While significant upgrades to existing lines are kicked into the long grass – the decision by Chris Grayling in 2017 to cancel three major northern electrification schemes incurred particular ire – many people remain unconvinced by the promise that HS2 will bolster the economy of the North. The decision not to extend HS2 to Newcastle and Liverpool, despite Liverpool City Council’s offer of £2bn to add the final 20 miles to the city, has attracted criticism from northern city regions and authorities in Scotland. Thurston says that by giving the existing planned route “that extra capacity, connectivity and journey time savings,” HS2 will nevertheless “transform” the northern economy.

Liverpool City Region Mayor Steve Rotheram and Greater Manchester Mayor Andy Burnham have argued that a high speed rail which cuts across the North – dubbed “HS3” – is a crucial investment if the aim is to rebalance the economy. That is the aim, agrees Thurston, and he insists that HS2 is the answer, or at least a large part of the solution. “Assuming they connect the bit across the top, so you can get from Manchester to Leeds,” by connecting Leeds and Birmingham, and Birmingham and Manchester, “you’ll create the ability to travel around the North.”

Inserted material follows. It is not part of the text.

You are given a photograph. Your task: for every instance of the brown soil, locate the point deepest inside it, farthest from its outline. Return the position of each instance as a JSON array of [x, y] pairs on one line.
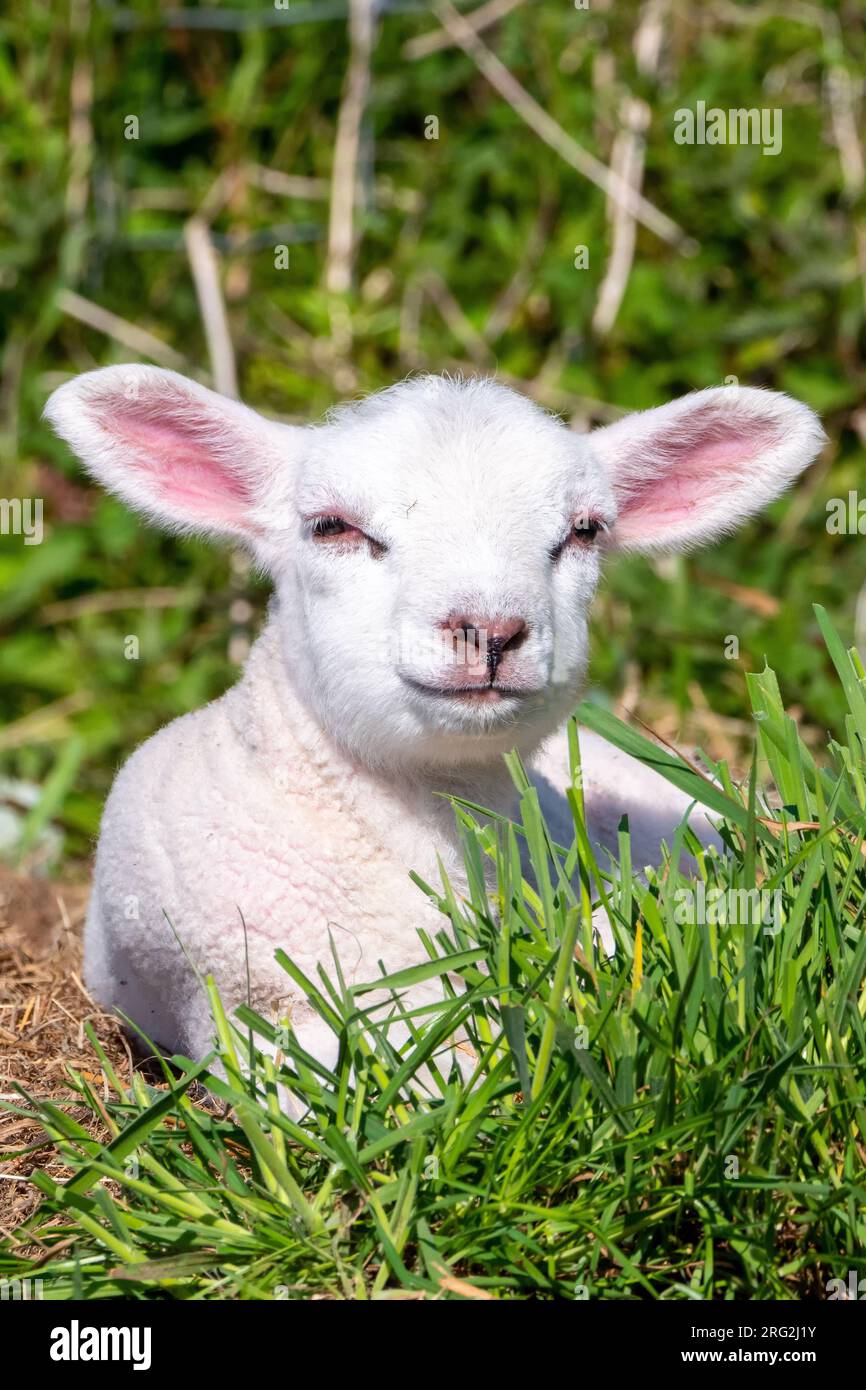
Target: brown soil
[[43, 1008]]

Phase two isn’t expected to be completed for another 15 years. Connecting “that bit” between Leeds and Manchester, as part of a hypothetical HS3 network that stretches across the North, isn’t included in the current plans, and northern leaders are concerned it won’t happen for a very long time, if at all. “This is a scheme for the next generation,” admits Thurston, who recognises these frustrations. “HS2 needs to be ‘and’ not ‘instead of’ things like electrification. There’s work to be done on the existing infrastructure.”

Further down the line, the government will “appoint a partner to operate the railway”. The case for HS2 rests on it becoming a “people’s railway,” argues Thurston. “The whole premise of this thing is about being accessible to all types of people.” Unless the trains, which can carry up to 1,000 people, are full – “the pricing structure has got to be affordable for inter-city travel” – then the numbers won’t add up.

The public will have to hope that the government in place when the network is complete will find a partner that is more successful at keeping prices down than has been the case in recent years; research by the Trade Union Congress found that British commuters are spending up to five times the amount of salary as commuters in France, Italy, Germany, Belgium and Spain. “There’s recognition that the current fares system requires a review,” says Thurston, “so we would expect to be part of that.”

Despite the job being very challenging both “personally and professionally”, Thurston says he manages to balance professional focus with enjoyment of his role. “I take what I do really seriously, and have great belief in this idea that if you’re going to do a job do it properly, but I don’t take myself too seriously,” he says. “This is a cool job. It is without doubt a privilege.”